New York State of Mind at Empire State Cellars

The tasting room at Empire State Cellars
The tasting room at Empire State Cellars. Photo credit: Nick Chowske

I’ve heard that a lot of good things have been coming out of Peconic Bay Winery lately, and I’m not just talking about the music, so I decided it was time for a tasting.

I was quite surprised, however, that I didn’t have to make the trek out to Cutchogue to sample their wines. Peconic Bay Winery has opened a satellite tasting room and store, named Empire State Cellars, at the Tanger Outlets in Riverhead. This store is a one-stop-shop for nearly every craft beverage bottled in New York. In fact, this location has done so well that their Cutchogue tasting room is now only open for events and to wine club members.

Empire State Cellars features wines from all across Long Island, as well as from New York’s other major winemaking regions. I was pleased to find that they not only feature craft beers from across the state, but they also have a “mix-a-six pack” area where you can choose different New York brews.

When I first walked into Empire State Cellars, I was a bit overwhelmed—this is not your typical tasting room. Aside from the fact that it’s located in a giant outlet mall, the front half of the store has the look and feel of a liquor store, albeit a nice one. The second half, however, has a different atmosphere entirely. In the back, past the large tables and benches made of reclaimed-wood, and sitting beneath a massive map of New York State, is the tasting bar.
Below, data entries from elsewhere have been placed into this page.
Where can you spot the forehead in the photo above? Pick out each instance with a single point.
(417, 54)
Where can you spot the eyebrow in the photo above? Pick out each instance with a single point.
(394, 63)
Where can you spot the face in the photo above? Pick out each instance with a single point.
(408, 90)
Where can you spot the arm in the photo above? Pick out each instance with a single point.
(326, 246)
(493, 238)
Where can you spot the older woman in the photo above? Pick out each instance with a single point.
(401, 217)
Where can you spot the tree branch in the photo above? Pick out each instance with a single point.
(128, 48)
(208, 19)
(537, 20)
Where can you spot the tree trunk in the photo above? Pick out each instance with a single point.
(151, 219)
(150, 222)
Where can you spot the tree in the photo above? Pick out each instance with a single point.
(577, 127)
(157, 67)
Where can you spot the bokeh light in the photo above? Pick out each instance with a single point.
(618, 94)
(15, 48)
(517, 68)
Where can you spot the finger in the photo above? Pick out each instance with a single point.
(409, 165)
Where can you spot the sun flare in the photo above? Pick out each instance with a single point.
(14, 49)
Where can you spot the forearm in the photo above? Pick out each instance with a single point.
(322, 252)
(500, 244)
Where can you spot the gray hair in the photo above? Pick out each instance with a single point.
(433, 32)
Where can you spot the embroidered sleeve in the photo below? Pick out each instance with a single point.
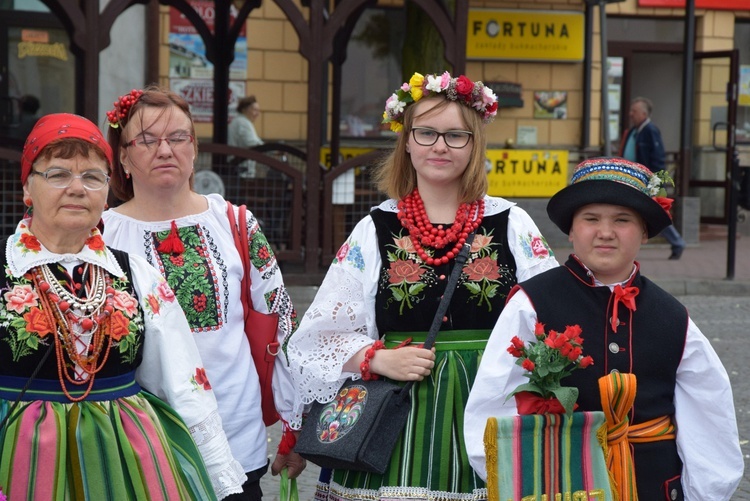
(339, 322)
(270, 295)
(530, 249)
(173, 371)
While Empire State Cellars may carry wines from across the state, they prominently feature Peconic Bay Winery. I started on the light side with Peconic Bay’s 2008 Steel Chardonnay—one of their best sellers. Although I prefer my chardonnays to be oaked, this wine came close to winning me over. It was very aromatic, and reminded me more of a sauvignon blanc than a chardonnay. It was crisp and clean on the palate, yet fruity and full of flavor.

I then moved on to the rieslings. Peconic Bay’s dry riesling was an all-estate wine—all of the grapes were grown at Peconic Bay Winery—and it was bone-dry with beautiful acidity, but fresh and clean with notes of green apple and citrus, and just a hint of pine. This contrasted with the 2011 Semi-Dry Riesling, which was much more fruit-forward and sweeter.

Next up was the Gewürztraminer, which was sourced from the Finger Lakes region. It was very dry and floral with a powerful acidity, yet delicate on the palate with a hint of rose and white pepper.

From there, it was on to Peconic Bay’s Lowerre Family Estate La Barrique Chardonnay 2010. While the name may be a mouthful, it’s worth every syllable. This chardonnay was barrel-fermented in oak, rather than steel, giving it a medium body with lots of buttery-complexity.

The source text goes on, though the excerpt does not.